Published by Amazon Pub on 2013-08-13
Genres: Contemporary, New Adult
Fourteen-year-old Beth Bradshaw is trapped in a nightmare. Her parents, both cocaine addicts, party nonstop, failing to notice that Drew, a frequent guest in their home, has been spending time in young Beth's bedroom. But when longtime family friend Tommy comes to visit, he instantly knows something is wrong. After catching Drew in the act, Tommy whisks Beth off to the only safe place she has ever known: her grandparents' home in Iowa. Safe with Gran, Pops, and Tommy, Beth can pretend to be a normal teen. As she bonds with Tommy's nephew Ryan over rock music, their friendship blossoms into an exhilarating first romance. But Ryan doesn't know the full story behind Beth's move to Iowa. Years later, when a family tragedy unearths clues about her past, Beth must decide whether to share the one piece of herself that she's kept hidden...or risk losing her true love forever.

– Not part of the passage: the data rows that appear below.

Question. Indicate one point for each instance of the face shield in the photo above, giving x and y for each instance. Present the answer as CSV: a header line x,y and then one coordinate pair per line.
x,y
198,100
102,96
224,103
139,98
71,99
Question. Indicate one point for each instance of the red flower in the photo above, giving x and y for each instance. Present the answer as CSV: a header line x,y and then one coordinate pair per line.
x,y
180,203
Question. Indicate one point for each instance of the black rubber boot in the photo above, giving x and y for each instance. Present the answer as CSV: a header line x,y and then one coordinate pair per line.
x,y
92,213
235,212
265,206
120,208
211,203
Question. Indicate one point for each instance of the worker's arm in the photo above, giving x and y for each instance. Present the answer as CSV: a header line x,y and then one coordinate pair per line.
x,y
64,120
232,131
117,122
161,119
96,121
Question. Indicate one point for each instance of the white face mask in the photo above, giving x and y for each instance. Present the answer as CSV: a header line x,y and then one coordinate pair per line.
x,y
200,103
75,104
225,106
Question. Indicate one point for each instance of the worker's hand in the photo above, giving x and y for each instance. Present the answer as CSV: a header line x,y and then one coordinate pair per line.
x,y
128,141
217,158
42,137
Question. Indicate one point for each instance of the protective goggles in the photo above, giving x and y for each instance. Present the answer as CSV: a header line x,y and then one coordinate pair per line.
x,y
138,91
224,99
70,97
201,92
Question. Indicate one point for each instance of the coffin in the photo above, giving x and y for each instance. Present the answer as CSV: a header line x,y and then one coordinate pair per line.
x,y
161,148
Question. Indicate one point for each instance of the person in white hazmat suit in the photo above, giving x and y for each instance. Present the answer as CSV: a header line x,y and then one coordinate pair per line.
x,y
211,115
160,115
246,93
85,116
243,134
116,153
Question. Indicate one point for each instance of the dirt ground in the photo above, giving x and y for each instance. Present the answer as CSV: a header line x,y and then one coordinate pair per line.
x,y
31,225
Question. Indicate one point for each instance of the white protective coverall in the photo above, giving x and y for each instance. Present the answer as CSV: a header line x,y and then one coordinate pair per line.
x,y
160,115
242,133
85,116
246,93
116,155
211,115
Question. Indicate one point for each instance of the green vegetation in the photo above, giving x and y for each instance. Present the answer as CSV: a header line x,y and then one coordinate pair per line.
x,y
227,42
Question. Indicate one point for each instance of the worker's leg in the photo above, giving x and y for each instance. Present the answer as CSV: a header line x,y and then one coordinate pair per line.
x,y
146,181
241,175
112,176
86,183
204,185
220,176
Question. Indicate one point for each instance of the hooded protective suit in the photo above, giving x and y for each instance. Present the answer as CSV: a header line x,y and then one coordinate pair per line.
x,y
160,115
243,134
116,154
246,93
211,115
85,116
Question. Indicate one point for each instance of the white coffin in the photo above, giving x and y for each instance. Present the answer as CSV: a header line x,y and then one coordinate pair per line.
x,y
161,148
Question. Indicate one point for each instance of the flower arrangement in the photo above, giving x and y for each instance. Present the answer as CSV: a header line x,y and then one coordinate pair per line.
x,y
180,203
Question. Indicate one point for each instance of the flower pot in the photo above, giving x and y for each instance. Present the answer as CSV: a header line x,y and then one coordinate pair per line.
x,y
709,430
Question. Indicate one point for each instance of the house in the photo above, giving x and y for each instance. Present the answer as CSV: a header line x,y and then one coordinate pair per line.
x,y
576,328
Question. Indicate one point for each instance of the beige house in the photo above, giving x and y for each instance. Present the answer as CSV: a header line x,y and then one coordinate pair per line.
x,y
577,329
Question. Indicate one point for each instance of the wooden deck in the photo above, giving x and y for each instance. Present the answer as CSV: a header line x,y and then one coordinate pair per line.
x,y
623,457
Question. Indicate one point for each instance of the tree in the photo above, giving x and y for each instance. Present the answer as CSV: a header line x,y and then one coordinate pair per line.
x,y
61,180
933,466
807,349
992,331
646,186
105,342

As I’ve probably stated before, I was in a major book slump recently where I just couldn’t find anything I wanted to read and had a hard time getting into any books that I did start. So I decided to go back to basics: I went to the Goodreads pages of books that I knew I liked, especially recently, and looked at the “Readers Also Enjoyed” section. That’s how I found The Final Piece. I was glad that I could borrow it from the Amazon Prime Kindle Owners’ Lending Library, and I got it right away.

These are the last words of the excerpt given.